FERNANDO RODRIGUEZ
EL NACIONAL
La mentira es paradigma de inmoralidad, para Kant, permanente referencia de la ética universal. Si mentir fuese norma de la relación humana ésta no podría existir. Un alto coeficiente de confiabilidad en nuestros semejantes es, sin duda, condición indispensable de cualquier sociabilidad y antídoto de la incomunicación y la violencia. De manera que decir la verdad, sea la que fuese su naturaleza, es imperativo universal, tanto más para aquellos que tienen altas responsabilidades sociales. No es vano recordar los axiomas del gran filósofo en un momento en que en el mundo se expanden sin demasiados contrapesos extremos de engaño y manipulación, de la posverdad a la moda, amalgama de la antipolítica populista y el caótico poder mediático. Negación de la comunidad y el entendimiento humano, prólogo a eventuales y muy radicales devastaciones.

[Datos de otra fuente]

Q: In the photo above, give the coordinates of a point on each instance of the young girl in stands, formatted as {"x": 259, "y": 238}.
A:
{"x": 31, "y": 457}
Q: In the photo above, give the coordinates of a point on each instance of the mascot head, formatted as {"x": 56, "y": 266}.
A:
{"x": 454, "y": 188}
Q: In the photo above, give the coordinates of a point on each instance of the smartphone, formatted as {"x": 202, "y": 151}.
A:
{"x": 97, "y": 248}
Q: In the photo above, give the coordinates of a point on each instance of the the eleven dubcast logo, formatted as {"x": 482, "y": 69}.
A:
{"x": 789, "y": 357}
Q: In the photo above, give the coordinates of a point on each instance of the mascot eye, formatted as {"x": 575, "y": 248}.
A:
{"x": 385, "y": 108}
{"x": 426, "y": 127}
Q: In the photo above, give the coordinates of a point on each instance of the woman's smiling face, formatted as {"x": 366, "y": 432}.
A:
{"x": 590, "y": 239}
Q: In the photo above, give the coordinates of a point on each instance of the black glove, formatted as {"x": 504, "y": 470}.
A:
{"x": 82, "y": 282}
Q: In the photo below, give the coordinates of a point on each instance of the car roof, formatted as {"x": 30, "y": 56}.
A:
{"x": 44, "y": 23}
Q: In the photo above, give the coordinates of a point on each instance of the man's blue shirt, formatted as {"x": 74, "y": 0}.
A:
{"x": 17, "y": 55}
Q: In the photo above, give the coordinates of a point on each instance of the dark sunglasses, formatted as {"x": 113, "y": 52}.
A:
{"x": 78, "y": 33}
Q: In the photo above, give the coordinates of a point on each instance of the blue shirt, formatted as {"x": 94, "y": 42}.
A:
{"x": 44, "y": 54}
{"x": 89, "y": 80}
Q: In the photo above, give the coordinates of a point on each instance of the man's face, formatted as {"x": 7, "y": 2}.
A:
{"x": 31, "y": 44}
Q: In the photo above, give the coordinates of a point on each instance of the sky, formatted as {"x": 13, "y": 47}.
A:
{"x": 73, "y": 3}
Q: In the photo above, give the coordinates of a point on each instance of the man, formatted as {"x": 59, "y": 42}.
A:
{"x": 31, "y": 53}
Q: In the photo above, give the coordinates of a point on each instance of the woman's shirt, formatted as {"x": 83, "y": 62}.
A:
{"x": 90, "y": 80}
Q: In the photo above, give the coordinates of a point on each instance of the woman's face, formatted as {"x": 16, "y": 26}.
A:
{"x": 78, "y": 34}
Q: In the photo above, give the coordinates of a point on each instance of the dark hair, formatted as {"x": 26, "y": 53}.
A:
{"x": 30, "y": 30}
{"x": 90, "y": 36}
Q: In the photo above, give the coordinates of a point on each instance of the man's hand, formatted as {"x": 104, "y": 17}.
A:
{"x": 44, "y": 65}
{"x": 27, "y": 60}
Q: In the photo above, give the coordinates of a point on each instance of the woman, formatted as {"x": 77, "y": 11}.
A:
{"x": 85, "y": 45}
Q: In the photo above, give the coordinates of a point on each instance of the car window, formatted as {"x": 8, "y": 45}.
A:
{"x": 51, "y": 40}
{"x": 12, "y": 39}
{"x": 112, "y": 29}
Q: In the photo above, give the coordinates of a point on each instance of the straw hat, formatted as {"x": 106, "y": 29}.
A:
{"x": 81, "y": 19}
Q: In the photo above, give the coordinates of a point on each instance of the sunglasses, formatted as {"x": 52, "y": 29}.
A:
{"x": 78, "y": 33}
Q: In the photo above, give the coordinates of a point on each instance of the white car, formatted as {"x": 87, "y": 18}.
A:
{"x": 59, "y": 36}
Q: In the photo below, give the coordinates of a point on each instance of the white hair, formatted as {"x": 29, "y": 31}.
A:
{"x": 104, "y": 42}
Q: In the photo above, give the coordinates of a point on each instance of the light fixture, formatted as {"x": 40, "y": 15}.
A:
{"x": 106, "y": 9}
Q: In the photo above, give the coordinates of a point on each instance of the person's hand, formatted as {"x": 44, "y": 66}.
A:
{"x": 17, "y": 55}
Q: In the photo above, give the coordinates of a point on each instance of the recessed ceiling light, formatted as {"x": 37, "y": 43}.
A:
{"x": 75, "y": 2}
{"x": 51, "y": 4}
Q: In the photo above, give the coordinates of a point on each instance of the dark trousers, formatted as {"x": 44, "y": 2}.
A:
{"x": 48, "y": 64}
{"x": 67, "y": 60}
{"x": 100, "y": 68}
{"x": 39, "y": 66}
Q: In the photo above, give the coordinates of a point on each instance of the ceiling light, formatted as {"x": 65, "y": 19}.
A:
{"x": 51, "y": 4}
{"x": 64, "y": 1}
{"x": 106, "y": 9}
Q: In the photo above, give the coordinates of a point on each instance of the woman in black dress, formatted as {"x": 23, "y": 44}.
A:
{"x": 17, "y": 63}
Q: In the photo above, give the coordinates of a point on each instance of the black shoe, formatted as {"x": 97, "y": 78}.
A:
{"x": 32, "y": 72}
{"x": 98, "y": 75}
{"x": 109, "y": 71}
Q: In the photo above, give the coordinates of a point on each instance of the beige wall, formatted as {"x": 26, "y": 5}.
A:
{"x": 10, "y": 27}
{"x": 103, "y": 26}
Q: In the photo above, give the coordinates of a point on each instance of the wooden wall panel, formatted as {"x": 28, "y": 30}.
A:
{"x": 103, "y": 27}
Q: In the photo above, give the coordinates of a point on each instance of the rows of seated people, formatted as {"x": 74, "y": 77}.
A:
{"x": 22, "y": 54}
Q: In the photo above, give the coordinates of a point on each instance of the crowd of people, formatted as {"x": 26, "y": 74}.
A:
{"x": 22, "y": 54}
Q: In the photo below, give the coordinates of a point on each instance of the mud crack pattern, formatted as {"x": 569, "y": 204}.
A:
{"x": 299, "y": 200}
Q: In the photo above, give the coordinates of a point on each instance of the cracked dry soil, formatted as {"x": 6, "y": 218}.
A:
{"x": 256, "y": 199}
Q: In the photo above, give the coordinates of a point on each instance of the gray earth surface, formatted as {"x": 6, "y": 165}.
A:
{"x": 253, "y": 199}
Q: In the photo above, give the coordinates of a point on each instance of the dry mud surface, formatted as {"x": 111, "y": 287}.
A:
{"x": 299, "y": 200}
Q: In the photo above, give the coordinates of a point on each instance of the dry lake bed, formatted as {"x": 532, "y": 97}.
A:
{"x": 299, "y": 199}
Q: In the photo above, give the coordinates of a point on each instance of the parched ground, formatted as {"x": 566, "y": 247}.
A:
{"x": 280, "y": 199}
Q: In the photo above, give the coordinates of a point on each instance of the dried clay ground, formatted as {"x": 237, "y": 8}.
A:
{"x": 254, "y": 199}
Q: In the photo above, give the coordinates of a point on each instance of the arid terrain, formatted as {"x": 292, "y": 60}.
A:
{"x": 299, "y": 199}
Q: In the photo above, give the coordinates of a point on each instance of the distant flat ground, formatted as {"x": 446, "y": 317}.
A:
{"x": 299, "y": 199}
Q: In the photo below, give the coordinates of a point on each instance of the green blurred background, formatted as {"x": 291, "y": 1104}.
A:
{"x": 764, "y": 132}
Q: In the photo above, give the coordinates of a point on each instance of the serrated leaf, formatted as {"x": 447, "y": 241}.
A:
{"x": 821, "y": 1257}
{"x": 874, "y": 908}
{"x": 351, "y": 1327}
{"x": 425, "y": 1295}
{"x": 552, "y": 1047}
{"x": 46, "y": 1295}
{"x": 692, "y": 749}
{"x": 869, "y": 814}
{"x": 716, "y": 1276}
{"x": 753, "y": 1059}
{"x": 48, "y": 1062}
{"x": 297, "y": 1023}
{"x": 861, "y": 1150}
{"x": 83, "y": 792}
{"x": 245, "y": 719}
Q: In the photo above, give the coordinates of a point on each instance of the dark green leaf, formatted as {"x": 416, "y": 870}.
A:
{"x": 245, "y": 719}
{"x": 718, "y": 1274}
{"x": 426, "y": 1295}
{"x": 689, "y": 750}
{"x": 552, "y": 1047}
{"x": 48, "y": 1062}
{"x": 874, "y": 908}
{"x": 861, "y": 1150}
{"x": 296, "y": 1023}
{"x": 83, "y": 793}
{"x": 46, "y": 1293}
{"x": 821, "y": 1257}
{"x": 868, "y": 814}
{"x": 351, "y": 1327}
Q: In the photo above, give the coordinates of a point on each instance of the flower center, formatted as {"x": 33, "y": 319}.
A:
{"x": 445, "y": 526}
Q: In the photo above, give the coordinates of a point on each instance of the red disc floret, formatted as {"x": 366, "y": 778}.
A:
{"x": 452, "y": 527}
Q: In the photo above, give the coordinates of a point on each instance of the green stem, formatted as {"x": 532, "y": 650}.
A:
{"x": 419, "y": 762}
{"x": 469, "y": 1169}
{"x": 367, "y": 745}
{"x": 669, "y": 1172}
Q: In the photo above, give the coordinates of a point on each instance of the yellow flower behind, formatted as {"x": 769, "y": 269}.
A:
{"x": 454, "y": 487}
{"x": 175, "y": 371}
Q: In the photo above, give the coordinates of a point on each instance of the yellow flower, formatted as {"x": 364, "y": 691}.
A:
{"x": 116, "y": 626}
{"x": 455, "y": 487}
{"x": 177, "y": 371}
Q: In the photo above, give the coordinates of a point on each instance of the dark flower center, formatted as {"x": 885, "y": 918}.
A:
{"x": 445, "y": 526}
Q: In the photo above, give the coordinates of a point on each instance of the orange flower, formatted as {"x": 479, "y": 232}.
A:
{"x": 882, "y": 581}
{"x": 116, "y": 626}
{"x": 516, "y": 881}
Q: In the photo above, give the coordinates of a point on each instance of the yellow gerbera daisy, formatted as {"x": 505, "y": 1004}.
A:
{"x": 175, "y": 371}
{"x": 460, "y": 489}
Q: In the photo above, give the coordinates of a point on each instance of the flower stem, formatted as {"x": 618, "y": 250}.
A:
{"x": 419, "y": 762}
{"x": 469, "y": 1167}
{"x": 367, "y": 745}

Creemos decir verdad cuando afirmamos que pocos gobiernos en el mundo han hecho eje de su discurso la mentira extrema y descarada, que no busca ni siquiera simulación, que se autoevidencia impúdicamente, como el chavismo y su combo cívico-militar. Y, visto lo dicho, su potencialidad de encanallar y embriagar moralmente al pueblo, cosa que de suyo lo ha transitado durante mucho tiempo para disfrazar una cleptocracia sin barreras como una revolución popular; una dictadura embozada (valga decir mentirosa) como una democracia protagónica. De allí este par de décadas en que buena parte del país ha aupado, al menos tolerado, castigos, humillaciones, mutilaciones, en general cercenamientos de sus derechos más primarios envueltos en una retórica ampulosa, aplastante y desconcertantemente falaz. Si de algo ha sido víctima el país es de la mentira.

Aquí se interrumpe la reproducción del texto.